Troubleshooting timer drift in vSAN 7.0 GA
search cancel

Troubleshooting timer drift in vSAN 7.0 GA

book

Article ID: 314308

calendar_today

Updated On:

Products

VMware vSAN

Issue/Introduction

This article is written to inform of, and address, the timer drift issue.

Symptoms:
When running vSAN 7.0 prior to 7.0 Update 1 (ESXi build # 16850804), on a host running for any arbitrary length of time, a timer drift issue will manifest as a vSAN performance issue with one of the following two symptoms:
  1. LSOM LLOG will be 100% busy irrespective of the workload running on the system.
  2. All IOs will get delayed, and as time goes by, the delay will be longer and longer.


Environment

VMware vSAN 7.0.x

Cause

In vmkernel, time can be represented in two different ways:
  1. Timer cycles.
  2. Nanoseconds since the system boots up. It’s converted from timer cycles.

Prior vSAN 7.0 GA, nanoseconds are used to specify the timer expiry time. From vSAN 7.0 GA, timer cycles are used directly to specify timer expiry time, which can save CPU cycles spent on conversion.

Accordingly, vSAN started to track time in timer cycles, but nanoseconds are still used in some places.
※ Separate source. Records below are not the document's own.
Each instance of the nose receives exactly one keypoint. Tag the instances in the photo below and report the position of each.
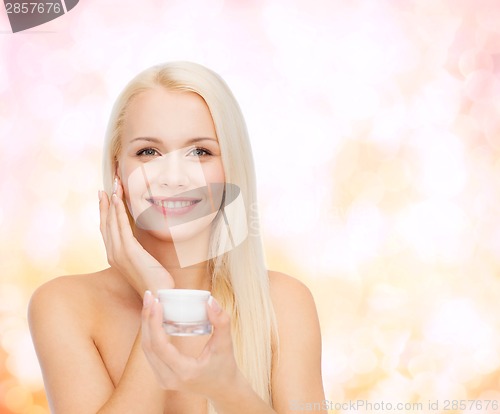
(171, 171)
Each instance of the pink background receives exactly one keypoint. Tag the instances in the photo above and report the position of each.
(376, 134)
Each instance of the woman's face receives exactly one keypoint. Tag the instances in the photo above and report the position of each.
(170, 164)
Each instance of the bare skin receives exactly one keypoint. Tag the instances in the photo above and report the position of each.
(100, 343)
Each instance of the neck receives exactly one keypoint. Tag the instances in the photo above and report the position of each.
(186, 261)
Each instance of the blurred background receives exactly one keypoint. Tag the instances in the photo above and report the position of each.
(376, 134)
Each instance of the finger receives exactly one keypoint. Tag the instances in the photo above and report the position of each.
(103, 217)
(149, 308)
(121, 215)
(112, 227)
(221, 339)
(161, 345)
(103, 212)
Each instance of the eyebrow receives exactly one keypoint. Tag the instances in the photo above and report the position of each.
(159, 141)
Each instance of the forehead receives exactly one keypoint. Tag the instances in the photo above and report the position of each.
(167, 114)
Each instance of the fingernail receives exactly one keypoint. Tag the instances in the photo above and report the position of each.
(156, 301)
(147, 299)
(214, 304)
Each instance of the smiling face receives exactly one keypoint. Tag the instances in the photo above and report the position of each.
(170, 163)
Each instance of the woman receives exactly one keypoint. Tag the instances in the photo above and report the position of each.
(177, 159)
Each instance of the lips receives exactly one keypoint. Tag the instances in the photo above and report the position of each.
(174, 205)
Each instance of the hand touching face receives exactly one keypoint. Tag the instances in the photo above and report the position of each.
(170, 163)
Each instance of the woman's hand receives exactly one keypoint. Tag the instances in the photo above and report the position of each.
(123, 251)
(211, 374)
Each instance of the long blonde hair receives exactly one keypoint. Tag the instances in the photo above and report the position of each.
(239, 277)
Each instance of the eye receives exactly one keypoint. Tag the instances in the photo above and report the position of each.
(147, 152)
(200, 152)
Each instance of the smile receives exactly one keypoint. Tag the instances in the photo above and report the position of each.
(174, 207)
(173, 204)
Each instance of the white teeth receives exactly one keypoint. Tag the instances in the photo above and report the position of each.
(173, 204)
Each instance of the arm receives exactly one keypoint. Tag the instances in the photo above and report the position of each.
(296, 378)
(75, 377)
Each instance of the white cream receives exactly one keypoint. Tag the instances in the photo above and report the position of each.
(184, 305)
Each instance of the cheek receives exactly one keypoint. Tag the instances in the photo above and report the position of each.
(214, 173)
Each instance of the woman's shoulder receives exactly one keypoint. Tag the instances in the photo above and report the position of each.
(68, 288)
(290, 296)
(65, 297)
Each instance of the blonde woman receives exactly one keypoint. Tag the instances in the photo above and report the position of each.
(176, 156)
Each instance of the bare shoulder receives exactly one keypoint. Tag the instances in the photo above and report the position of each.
(296, 372)
(293, 304)
(64, 297)
(287, 292)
For some timers, their expiry time is specified using timer cycles that’s converted back from nanoseconds.

The conversion from timer cycles to nanoseconds and back to timer cycles again can expose a cumulative drift which can be large or underflow. This results in timer events fired earlier or later than desired.

Resolution


Upgrade to vSAN 7.0 U1 or later versions.

Customers are encouraged to do an upgrade at their earliest convenience as this can have a significant impact on vSAN performance as time progresses.

Workaround:
Rebooting all hosts in the vSAN cluster without upgrading can mitigate timer drift temporarily. But as time progresses, timer drift will happen again.

Additional Information

Impact/Risks:
The timer drift issue could lead to a vSAN performance degradation, and resolution requires host reboot.